To characterize patterns of childhood psoriasis health care delivery from 1979-2007.Design
Retrospective, cross-sectional investigation using National Ambulatory Medical Care Survey data.Setting
US ambulatory physician offices from 1979 through 2007.Patients
Children with psoriasis ages 0 (birth) to 18 years.Main Outcome Measures
Demographics, physician specialty, and medications prescribed.Results
There were an estimated 3.8 million visits for psoriasis over the study interval with a median of 123 420 visits per year. Dermatologists saw 63% of patients, pediatricians saw 17%, and internists, 14%. The numbers of visits were equal between sexes but ranged by age group: patients ages 13 to 18 years accounted for 47% of visits, those ages 8 to 12 years for 35%, and those ages 0 to 7 for 18%. Ninety-three percent of patients were white.

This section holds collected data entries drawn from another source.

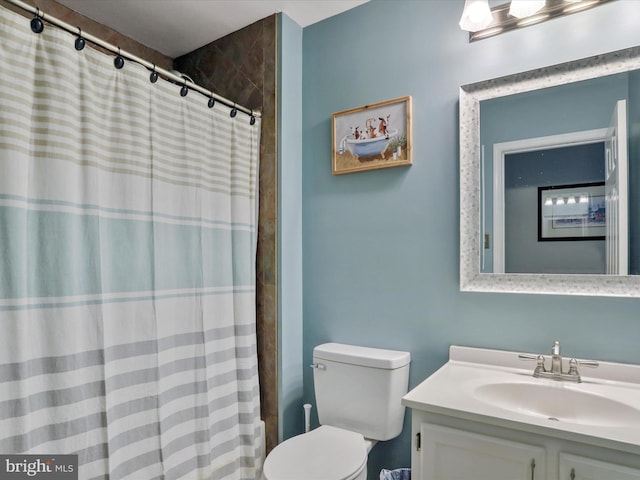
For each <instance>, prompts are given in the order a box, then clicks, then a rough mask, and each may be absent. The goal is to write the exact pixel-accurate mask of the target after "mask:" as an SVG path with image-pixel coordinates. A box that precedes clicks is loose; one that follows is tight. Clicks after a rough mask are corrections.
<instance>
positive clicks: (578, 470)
mask: <svg viewBox="0 0 640 480" xmlns="http://www.w3.org/2000/svg"><path fill="white" fill-rule="evenodd" d="M559 471H560V480H600V479H602V480H609V479H610V480H640V469H637V468H629V467H624V466H622V465H617V464H615V463H609V462H601V461H598V460H593V459H590V458H585V457H580V456H577V455H570V454H566V453H561V454H560V469H559Z"/></svg>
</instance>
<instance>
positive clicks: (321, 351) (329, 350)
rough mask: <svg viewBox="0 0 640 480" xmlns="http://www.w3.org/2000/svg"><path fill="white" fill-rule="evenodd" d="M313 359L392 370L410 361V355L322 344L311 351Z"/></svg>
mask: <svg viewBox="0 0 640 480" xmlns="http://www.w3.org/2000/svg"><path fill="white" fill-rule="evenodd" d="M313 358H314V359H316V358H317V359H322V360H328V361H334V362H340V363H349V364H353V365H360V366H364V367H373V368H383V369H387V370H393V369H396V368H400V367H404V366H405V365H407V364H408V363H409V362H410V361H411V354H410V353H409V352H401V351H398V350H387V349H383V348H371V347H358V346H355V345H345V344H343V343H324V344H322V345H318V346H317V347H315V348H314V349H313Z"/></svg>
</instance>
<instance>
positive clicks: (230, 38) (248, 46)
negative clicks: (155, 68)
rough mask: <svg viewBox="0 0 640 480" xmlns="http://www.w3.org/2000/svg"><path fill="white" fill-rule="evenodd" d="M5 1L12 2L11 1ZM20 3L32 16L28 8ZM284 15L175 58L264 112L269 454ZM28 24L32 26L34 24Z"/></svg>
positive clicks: (273, 377)
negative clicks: (278, 125) (277, 34)
mask: <svg viewBox="0 0 640 480" xmlns="http://www.w3.org/2000/svg"><path fill="white" fill-rule="evenodd" d="M27 3H30V4H31V5H34V6H37V7H39V8H40V9H41V10H42V11H43V12H44V13H45V14H47V13H49V14H50V15H52V16H54V17H57V18H59V19H60V20H63V21H65V22H67V23H69V24H71V25H74V26H78V27H80V28H81V29H82V30H83V31H84V32H87V33H90V34H92V35H95V36H97V37H99V38H101V39H103V40H105V41H107V42H109V43H111V44H113V45H117V46H119V47H121V48H122V49H123V50H125V51H128V52H130V53H132V54H134V55H136V56H139V57H140V58H144V59H145V60H148V61H150V62H152V63H155V64H156V65H158V66H159V67H161V68H164V69H166V70H171V69H172V68H174V66H173V64H174V61H173V59H171V58H170V57H168V56H166V55H163V54H162V53H160V52H157V51H155V50H153V49H150V48H148V47H146V46H145V45H142V44H140V43H138V42H137V41H135V40H133V39H131V38H129V37H126V36H124V35H122V34H120V33H118V32H117V31H115V30H113V29H111V28H109V27H106V26H105V25H102V24H100V23H97V22H95V21H93V20H91V19H90V18H87V17H85V16H83V15H80V14H79V13H77V12H75V11H73V10H71V9H69V8H67V7H65V6H64V5H62V4H59V3H58V2H56V1H55V0H27ZM2 5H3V6H7V7H9V8H12V7H10V6H9V4H6V3H3V4H2ZM12 9H13V10H15V11H17V12H20V13H22V14H24V15H25V16H27V17H29V16H30V14H28V13H26V12H24V11H23V10H21V9H18V8H12ZM276 20H277V18H276V15H273V16H271V17H267V18H265V19H263V20H261V21H259V22H256V23H254V24H253V25H250V26H248V27H246V28H244V29H242V30H239V31H238V32H235V33H233V34H231V35H228V36H226V37H224V38H222V39H220V40H217V41H215V42H213V43H211V44H209V45H206V46H204V47H202V48H199V49H198V50H195V51H194V52H192V53H189V54H187V55H185V56H182V57H180V58H178V59H176V60H175V68H176V69H177V70H180V71H181V72H183V73H186V74H187V75H189V76H190V77H191V78H193V80H194V81H195V82H196V83H197V84H199V85H202V86H203V87H205V88H207V89H209V90H212V91H214V92H216V93H217V94H219V95H222V96H223V97H226V98H228V99H230V100H233V101H235V102H237V103H238V104H239V105H242V106H245V107H248V108H252V109H255V110H259V111H260V112H261V113H262V134H261V141H260V143H261V145H260V155H261V157H260V172H259V185H260V187H259V188H260V193H259V202H260V212H259V220H258V222H259V223H258V258H257V264H256V271H257V314H258V318H257V334H258V357H259V358H258V360H259V370H260V372H259V373H260V391H261V393H260V395H261V401H262V418H263V419H264V420H265V422H266V436H267V452H269V451H270V450H271V449H272V448H273V447H275V445H276V444H277V443H278V383H277V382H278V378H277V371H278V369H277V367H278V340H277V339H278V329H277V318H278V308H277V299H278V291H277V249H276V245H277V244H276V241H277V238H276V234H277V215H276V212H277V157H276V154H277V152H276V145H277V141H276V133H277V132H276V45H277V44H276V41H277V40H276V31H277V30H276V28H277V23H276ZM25 28H29V25H28V23H26V22H25Z"/></svg>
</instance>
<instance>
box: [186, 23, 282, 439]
mask: <svg viewBox="0 0 640 480" xmlns="http://www.w3.org/2000/svg"><path fill="white" fill-rule="evenodd" d="M276 42H277V17H276V15H273V16H270V17H267V18H265V19H263V20H260V21H258V22H256V23H254V24H252V25H249V26H248V27H245V28H244V29H242V30H239V31H237V32H234V33H232V34H230V35H227V36H226V37H224V38H221V39H219V40H217V41H215V42H213V43H210V44H209V45H206V46H204V47H201V48H199V49H197V50H195V51H193V52H191V53H189V54H187V55H184V56H182V57H180V58H177V59H176V61H175V63H174V68H175V69H176V70H179V71H181V72H182V73H186V74H187V75H189V76H190V77H191V78H193V80H194V81H195V82H196V83H198V84H199V85H202V86H203V87H205V88H207V89H209V90H212V91H214V92H216V93H217V94H219V95H222V96H223V97H225V98H228V99H230V100H233V101H235V102H237V103H238V104H240V105H243V106H245V107H247V108H251V109H254V110H260V111H261V112H262V134H261V144H260V173H259V182H260V193H259V196H260V212H259V220H258V258H257V264H256V269H257V315H258V318H257V334H258V362H259V367H258V369H259V374H260V392H261V393H260V395H261V402H262V418H263V419H264V420H265V423H266V433H267V452H269V451H271V449H272V448H273V447H275V446H276V445H277V443H278V377H277V375H278V374H277V372H278V323H277V322H278V289H277V265H278V257H277V248H276V245H277V207H278V205H277V185H278V184H277V179H278V169H277V150H276V148H277V137H276V134H277V131H276V65H277V64H276V45H277V43H276Z"/></svg>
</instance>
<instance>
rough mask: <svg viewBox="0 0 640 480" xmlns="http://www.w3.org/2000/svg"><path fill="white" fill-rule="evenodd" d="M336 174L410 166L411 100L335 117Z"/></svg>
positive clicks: (402, 99) (410, 142) (396, 99)
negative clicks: (367, 170) (401, 166)
mask: <svg viewBox="0 0 640 480" xmlns="http://www.w3.org/2000/svg"><path fill="white" fill-rule="evenodd" d="M331 123H332V133H333V148H332V150H333V158H332V172H333V174H334V175H340V174H343V173H352V172H359V171H363V170H375V169H379V168H387V167H399V166H404V165H411V153H412V150H411V97H410V96H407V97H402V98H397V99H394V100H387V101H384V102H380V103H376V104H372V105H365V106H363V107H357V108H352V109H349V110H344V111H342V112H337V113H334V114H333V115H332V118H331Z"/></svg>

Topical corticosteroids were the most commonly prescribed medications. Children 0 to 9 years old received equally potent corticosteroids as children 10 to 18 years old. Among all patients, the most prescribed medication was topical betamethasone; among those ages 0 to 9 years, tacrolimus; and among those ages 10 to 18 years, betamethasone. By physician specialty, the most prescribed medications were high-potency steroids for dermatologists and internists, and topical tacrolimus for pediatricians. Topical calcineurin inhibitors were not among the top 20 most prescribed medications by dermatologists, and systemic antipsoriatic agents were not among the top 20 most prescribed medications in any age group.Conclusions
Over the 28-year interval, outpatient visits for pediatric psoriasis were attended primarily by white children older than 8 years in equal number by sex. Dermatologists and pediatricians saw the majority, and treatment approach differed by physician specialty and patient age. Treatment guidelines for childhood psoriasis may help reduce treatment variability.